Education  /  Overview

College Rankings Were Once a Shocking Experiment

Now they’ve become an American ritual.

In 1934, Edwin Embree made an informal list of “the dozen greatest universities in America.” As he related in The Atlantic the following year, “A storm at once broke over my temerarious head.” An unnamed politician responded with curses and threats over the exclusion of his state’s university on the list. The unranked institutions demanded to be ranked and threatened libel suits. The highly ranked wished to be ranked higher. An eager swarm of “pupils and their mothers” clamored to know what college to attend. Only the Harvard people, whose institution Embree ranked first, were happy.

Embree, a foundation executive who had worked in higher education, wrote his Atlantic article “In Order of Their Eminence: An Appraisal of American Universities” as a less temerarious (an eminent-sounding word for “reckless”) and more “authoritative” exercise. University rankings might be “unusual,” Embree noted, but they were a matter of systematic study, not “personal opinion.” His list ran to just 11 universities that met his definition of “eminence” (though he did list six others that were nearly eminent).

Embree and The Atlantic had stumbled upon the formula for a publishing juggernaut. Although the magazine has never since published university rankings, the factors that amplified the reception of Embree’s findings—institutions’ anxiety, consumer demand, and the appeal of controversy—have driven the popularity of its modern successor, the U.S. News & World Report college rankings, which released its most recent list last week.

College rankings have shaped much public discussion and perception of America’s higher education over the past four decades, yet it took nearly half a century after Embree’s list went public for the U.S. News version to emerge. In that interim period, lists would surface periodically, but they were more a curiosity (or an invitation to quarrel) than a cultural staple. By the 1980s, however, college had become a mass-consumer good, and rankings became a vital map of the American meritocracy.
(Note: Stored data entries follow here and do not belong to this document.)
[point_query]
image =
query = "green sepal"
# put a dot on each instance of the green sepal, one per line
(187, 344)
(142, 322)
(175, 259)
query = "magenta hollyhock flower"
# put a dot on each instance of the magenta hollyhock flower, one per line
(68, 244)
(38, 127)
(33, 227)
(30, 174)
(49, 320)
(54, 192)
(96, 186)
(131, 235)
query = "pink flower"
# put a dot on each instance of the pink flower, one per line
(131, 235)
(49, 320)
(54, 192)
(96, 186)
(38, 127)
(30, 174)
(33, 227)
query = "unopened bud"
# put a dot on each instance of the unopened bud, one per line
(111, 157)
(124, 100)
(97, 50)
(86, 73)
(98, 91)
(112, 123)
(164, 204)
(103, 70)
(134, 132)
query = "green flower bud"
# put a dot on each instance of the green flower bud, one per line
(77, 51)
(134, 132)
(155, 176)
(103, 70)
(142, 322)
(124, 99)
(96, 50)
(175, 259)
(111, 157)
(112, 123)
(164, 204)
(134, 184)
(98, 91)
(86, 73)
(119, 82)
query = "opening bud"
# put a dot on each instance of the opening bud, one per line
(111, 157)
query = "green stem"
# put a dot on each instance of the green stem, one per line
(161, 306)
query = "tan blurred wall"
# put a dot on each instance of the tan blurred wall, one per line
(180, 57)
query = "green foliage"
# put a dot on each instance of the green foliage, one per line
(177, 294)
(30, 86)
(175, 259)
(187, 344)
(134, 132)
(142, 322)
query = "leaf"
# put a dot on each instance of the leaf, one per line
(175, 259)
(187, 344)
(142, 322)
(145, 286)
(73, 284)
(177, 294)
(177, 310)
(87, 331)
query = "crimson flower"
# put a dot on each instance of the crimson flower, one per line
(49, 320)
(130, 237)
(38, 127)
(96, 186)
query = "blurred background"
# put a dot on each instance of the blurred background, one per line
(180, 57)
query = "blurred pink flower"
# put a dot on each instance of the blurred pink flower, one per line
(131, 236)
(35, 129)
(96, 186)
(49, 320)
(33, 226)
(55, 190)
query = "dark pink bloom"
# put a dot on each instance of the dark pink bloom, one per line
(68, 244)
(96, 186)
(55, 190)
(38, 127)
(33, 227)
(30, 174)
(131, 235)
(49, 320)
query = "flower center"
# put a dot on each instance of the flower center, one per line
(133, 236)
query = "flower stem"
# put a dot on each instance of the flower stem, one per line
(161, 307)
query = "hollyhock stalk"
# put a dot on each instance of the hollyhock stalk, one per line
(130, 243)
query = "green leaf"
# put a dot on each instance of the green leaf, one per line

Prior to Embree’s article, the history of college rankings was generally the history of the controversies that came with them. In 1911, Kendric Babcock, a former university president working for the Bureau of Education, set out to classify the quality of undergraduate education at hundreds of institutions. His study was anything but temerarious. The product of two years of work, it was sober, statistical, and meant only for administrators who wanted a sense of which colleges prepared students best for graduate work. Yet when the results leaked—placing 344 schools into four tiers—a storm broke about Babcock’s head too. Catholic institutions were excluded from the top ranks; Syracuse’s chancellor protested until his university was moved into the top tier; some alumni were offended to learn that they hadn’t attended first-rate institutions.